Na última quinta-feira, dia 5, a Ubisoft convocou uma reunião com seus funcionários para discutir mudanças em sua estrutura. No entanto, ao invés de trazer um clima de otimismo, a conversa deixou a equipe ainda mais insegura sobre o futuro da empresa. Uma gravação da reunião, que foi compartilhada pelo site Insider-Gaming, revelou que um dos assuntos principais foi o futuro das Casas Criativas da desenvolvedora. A liderança da Ubisoft deixou claro que essas divisões poderão ser encerradas ou até vendidas se não apresentarem os resultados financeiros esperados.

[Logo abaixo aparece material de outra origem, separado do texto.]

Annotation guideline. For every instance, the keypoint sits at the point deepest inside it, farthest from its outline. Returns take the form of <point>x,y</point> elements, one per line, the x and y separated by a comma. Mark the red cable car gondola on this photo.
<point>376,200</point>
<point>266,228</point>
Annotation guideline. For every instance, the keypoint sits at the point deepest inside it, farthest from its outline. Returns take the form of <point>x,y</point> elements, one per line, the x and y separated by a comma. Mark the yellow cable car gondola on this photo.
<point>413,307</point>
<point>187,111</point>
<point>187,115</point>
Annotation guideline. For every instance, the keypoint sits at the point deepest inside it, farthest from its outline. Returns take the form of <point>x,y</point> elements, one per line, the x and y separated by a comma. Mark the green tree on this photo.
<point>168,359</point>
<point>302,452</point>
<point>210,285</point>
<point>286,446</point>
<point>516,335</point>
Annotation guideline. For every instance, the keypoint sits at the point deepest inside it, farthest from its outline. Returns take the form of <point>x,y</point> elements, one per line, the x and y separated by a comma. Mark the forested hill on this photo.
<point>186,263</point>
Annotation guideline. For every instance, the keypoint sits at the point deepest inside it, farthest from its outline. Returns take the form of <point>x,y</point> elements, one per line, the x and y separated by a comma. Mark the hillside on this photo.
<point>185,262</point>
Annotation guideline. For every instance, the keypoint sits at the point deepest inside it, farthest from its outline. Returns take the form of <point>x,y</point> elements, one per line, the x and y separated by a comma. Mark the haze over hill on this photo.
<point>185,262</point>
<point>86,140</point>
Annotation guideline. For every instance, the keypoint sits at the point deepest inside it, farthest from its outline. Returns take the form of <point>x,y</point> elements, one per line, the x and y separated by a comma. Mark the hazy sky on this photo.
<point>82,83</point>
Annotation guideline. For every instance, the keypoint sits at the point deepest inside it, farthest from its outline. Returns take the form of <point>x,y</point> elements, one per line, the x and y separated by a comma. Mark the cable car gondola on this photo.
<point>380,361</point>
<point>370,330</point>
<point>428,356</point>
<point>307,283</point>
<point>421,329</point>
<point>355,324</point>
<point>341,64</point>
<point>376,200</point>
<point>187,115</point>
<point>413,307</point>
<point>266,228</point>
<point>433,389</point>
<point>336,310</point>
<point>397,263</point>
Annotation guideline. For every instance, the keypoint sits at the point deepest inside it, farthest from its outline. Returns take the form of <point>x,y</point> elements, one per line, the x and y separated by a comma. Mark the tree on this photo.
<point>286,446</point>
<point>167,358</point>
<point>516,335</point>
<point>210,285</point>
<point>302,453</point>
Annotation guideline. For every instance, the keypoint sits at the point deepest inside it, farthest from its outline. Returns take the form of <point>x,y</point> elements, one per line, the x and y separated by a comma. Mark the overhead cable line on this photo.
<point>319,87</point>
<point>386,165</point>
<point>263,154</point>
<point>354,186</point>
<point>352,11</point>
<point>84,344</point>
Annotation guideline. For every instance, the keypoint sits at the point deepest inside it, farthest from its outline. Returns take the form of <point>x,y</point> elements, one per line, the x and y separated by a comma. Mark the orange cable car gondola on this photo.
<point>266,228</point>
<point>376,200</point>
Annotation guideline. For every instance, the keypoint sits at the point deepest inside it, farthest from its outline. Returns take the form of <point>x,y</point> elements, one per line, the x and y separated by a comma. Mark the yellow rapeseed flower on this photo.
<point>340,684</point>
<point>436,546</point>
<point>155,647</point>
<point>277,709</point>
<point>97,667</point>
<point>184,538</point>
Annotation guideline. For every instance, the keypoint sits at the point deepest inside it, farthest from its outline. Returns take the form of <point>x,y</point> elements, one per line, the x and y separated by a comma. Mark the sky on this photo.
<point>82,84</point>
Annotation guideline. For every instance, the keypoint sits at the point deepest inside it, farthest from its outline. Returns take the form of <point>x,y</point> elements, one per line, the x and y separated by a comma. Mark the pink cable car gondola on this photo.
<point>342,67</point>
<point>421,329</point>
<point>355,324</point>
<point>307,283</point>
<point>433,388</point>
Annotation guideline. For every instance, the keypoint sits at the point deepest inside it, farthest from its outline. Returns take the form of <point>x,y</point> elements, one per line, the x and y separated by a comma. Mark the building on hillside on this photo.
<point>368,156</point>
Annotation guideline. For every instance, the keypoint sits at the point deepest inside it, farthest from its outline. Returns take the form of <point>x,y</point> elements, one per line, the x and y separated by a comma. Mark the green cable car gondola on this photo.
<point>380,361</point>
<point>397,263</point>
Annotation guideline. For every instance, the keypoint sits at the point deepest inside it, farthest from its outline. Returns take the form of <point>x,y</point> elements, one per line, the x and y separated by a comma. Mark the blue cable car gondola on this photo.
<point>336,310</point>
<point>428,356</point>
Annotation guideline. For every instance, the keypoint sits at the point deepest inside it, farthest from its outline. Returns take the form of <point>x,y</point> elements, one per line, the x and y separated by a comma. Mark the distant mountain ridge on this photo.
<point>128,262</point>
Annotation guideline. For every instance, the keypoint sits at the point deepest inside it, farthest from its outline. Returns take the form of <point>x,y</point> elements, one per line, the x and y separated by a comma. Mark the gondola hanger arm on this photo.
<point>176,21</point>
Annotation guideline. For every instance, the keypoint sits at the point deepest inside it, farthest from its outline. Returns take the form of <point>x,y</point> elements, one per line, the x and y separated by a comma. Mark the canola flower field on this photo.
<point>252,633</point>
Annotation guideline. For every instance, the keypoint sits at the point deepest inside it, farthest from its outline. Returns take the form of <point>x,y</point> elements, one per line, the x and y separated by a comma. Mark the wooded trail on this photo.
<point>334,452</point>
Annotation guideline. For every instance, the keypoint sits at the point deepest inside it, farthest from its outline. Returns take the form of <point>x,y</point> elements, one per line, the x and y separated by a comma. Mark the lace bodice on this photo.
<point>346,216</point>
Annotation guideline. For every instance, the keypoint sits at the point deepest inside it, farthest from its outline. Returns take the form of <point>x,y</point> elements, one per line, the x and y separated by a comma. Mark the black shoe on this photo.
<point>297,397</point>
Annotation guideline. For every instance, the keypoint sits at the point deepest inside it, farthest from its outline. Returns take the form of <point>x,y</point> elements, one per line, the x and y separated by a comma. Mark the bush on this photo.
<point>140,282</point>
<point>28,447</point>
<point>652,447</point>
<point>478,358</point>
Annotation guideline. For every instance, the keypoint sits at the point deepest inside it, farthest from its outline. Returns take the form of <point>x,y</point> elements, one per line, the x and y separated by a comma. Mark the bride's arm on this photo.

Para piorar, os funcionários relataram que os executivos não estavam dispostos a esclarecer questões cruciais sobre o que vem pela frente. De acordo com a reportagem, muitos descreveram a reunião como uma “aula sobre como evitar perguntas”, onde os líderes se esquivavam de respostas diretas e repetiam frases que já haviam sido ditas antes. A empresa anunciou que pretende acabar com o trabalho remoto, alegando que isso aumentaria a produtividade e a colaboração. Porém, essa decisão não levou em conta como isso afetará o equilíbrio entre a vida pessoal e profissional de muitos desenvolvedores, além de exigir que alguns se mudem para cidades com um custo de vida bem mais alto.
Outro ponto delicado é que a Ubisoft não se comprometeu a divulgar quantas demissões estão planejadas. Apesar de rumores de que a empresa pode cortar até 2 mil postos de trabalho, os líderes afirmaram que não vão comentar sobre a quantidade exata. O que foi dito é que, ao final do ano fiscal, em 31 de março, o número de funcionários será “significativamente menor”.
Os colaboradores que participaram da reunião saíram decepcionados e preocupados. Além das novas informações não serem animadoras, muitas perguntas importantes continuam sem resposta, deixando a sensação de que a situação pode ainda piorar. A incerteza paira no ar, e a expectativa de mudanças é palpável entre os que fazem parte da Ubisoft.